И только один Лузянин, казалось, не чувствовал усталости. Грузный, седоволосый, он сидел за столом председателя и терпеливо выслушивал выступавших.
Разговор шел о положении в колхозах и совхозах района. Но Лузянин попросил, чтобы пригласили всех: и аграрников, и промышленников. Хотя и все тут собрались, но совещание было не такое уж многолюдное.
Вот если б такой большой человек из области приехал бы в те старые времена, при райкомах, тогда б тут дым стоял коромыслом! А теперь, после реорганизации, и собирать-то стало некого. Пришли начальники, заведующие отделами, инспектора-организаторы. Человек тридцать из колхозно-совхозного управления, десятка два из парткомов, да какой-нибудь десяток из райисполкомов - вот и все.

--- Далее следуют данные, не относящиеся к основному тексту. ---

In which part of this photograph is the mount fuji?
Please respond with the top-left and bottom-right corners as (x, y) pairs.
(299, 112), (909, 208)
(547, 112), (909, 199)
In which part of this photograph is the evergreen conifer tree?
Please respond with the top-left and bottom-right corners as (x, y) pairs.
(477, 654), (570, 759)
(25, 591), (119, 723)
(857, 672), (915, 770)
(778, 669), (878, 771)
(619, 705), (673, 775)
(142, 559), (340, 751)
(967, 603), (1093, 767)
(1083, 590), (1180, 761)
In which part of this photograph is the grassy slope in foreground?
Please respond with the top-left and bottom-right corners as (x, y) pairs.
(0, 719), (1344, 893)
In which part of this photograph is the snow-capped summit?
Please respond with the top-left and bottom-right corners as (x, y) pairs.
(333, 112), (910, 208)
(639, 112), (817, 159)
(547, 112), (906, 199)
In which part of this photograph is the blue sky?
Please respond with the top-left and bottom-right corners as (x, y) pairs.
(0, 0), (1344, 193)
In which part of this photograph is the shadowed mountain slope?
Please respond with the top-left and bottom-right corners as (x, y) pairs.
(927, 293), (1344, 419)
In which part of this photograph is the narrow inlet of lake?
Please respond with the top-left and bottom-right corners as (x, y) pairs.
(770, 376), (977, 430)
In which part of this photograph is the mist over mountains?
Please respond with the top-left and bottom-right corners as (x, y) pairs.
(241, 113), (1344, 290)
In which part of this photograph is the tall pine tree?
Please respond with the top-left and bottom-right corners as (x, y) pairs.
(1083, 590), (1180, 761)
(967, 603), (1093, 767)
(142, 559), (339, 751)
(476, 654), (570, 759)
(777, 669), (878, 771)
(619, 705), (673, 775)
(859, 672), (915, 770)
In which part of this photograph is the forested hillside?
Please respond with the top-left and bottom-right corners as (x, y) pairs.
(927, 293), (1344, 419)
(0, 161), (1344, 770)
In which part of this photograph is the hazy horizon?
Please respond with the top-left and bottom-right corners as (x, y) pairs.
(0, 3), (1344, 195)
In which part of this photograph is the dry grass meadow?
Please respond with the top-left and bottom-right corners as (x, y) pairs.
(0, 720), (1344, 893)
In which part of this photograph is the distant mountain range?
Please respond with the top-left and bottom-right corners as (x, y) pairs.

Совещание, как я уже сказал, затянулось. Как всегда, к концу кто-то выступал, кто-то переговаривался меж собой.
- До чего ж надоели эти бесконечные разговоры о запущенности деревни! - сказал секретарь промышленного парткома, обращаясь к своему сельскому коллеге, сидевшему рядом. - Не понимаю одного: при чем тут мы? Зачем промышленников-то позвали?
- Не знаю… - лениво отозвался тот и, прежде чем зевнуть, закрыл рот ладонью.
Ему казалось, что зевок его никем не был замечен.
Однако Лузянин заметил. Он взглянул на наручные часы и проговорил удивленно:
- О-о, первый час, товарищи! Пора заканчивать… - Лузянин отставил от себя настольную лампу, слепившую глаза, и поднялся из-за стола. Он поднялся быстро и встал прямо, не сутулясь, снял очки и начал протирать их. И все бывшие тут думали, что Лузянин протирает очки потому, что они запотели. А он делал это для того, чтобы выиграть время и прийти, как говорится, в себя. Никто и не подозревал, какого труда стоило ему вот так уверенно встать из-за стола.